Some of the world's largest garbage patches have been found by researchers in the Mediterranean Sea, the Bay of Bengal and off the coast of Australia,
noted Smithsonian magazine. As part of their study, scientists hunted down the garbage patches and other signs of plastic debris in the ocean from 2007 to 2013.
"Plastic pollution is globally distributed across all oceans due to its properties of buoyancy and durability and the sorption of toxicants to plastic," according to the study's introduction. "… (Plastics) traveling through the environment have led some researchers to claim that synthetic polymers in the ocean should be regarded as hazardous waste."
The Smithsonian wrote that researchers created a computer model to estimate the total quantity and weight of the world's marine plastic after conducting its field research. The model factored in such things as wind, ocean currents and the amount of plastic that eventually sink to the ocean's floor.

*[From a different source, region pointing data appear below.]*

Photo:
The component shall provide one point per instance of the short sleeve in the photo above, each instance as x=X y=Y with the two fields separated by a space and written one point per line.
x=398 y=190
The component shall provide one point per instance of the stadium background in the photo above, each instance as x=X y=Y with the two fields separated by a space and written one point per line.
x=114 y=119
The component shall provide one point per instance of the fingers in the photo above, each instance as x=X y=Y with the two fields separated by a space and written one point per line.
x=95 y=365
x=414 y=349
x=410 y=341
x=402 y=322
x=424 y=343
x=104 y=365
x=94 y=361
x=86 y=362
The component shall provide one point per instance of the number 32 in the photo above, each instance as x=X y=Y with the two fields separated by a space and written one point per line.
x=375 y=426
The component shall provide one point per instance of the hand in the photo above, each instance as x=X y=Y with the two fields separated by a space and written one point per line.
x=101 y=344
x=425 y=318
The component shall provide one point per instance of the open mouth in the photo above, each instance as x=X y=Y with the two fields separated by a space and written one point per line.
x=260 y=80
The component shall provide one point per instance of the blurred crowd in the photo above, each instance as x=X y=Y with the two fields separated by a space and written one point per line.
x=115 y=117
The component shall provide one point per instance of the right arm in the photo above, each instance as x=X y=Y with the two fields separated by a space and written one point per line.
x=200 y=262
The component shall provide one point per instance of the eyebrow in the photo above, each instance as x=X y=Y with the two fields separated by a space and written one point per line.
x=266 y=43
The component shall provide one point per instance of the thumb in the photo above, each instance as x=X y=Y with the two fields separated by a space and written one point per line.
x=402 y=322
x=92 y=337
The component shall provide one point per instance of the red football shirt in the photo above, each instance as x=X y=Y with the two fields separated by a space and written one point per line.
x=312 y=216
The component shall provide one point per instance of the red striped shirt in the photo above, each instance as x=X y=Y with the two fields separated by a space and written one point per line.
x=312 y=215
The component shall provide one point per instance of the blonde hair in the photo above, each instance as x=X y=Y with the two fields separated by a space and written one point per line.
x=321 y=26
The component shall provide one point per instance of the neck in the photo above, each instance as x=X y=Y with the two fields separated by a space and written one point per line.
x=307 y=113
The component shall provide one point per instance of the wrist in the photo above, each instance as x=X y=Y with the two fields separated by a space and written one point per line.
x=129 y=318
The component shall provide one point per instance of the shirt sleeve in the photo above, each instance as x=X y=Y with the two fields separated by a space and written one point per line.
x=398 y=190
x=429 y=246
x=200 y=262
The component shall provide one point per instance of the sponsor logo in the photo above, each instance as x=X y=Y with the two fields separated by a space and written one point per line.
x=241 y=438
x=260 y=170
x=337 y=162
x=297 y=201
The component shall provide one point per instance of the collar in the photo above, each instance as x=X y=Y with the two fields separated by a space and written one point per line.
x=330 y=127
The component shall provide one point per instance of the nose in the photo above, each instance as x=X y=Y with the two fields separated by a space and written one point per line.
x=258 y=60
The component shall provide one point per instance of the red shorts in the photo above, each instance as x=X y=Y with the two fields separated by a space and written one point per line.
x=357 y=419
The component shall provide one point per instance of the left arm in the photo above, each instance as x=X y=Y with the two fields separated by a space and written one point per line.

"Plastics Europe, a trade organization representing plastic producers and manufacturers, reported that 288 million tons of plastic were produced worldwide in 2012," the study stated. "Our estimate of the global weight of plastic pollution on the sea surface, from all size classes combined, is only 0.1 percent of the world annual production.
"However, we stress that our estimates are highly conservative, and may be considered minimum estimates. Our estimates of macroplastic are based on a limited inventory of ocean observations, and would be vastly improved with standardization of methods and more observations," the study stated.
The American Chemistry Council issued a
statement Wednesday in response to the study, agreeing that plastic left in oceans is a problem and said it supports a strategy that would help retrieve and recycle the products.
"America's plastics makers wholeheartedly agree that littered plastics of any kind do not belong in the marine environment," according to the ACC statement. "Every day, plastics contribute to sustainability by enabling us to reduce, reuse, recycle and recover more of the resources that we rely on – and by helping to lower energy use and greenhouse gas emissions."
"Even after plastics have fulfilled their initial purpose, these materials should be treated as valuable resources and recycled whenever possible or recovered for their energy value when they cannot," the statement said.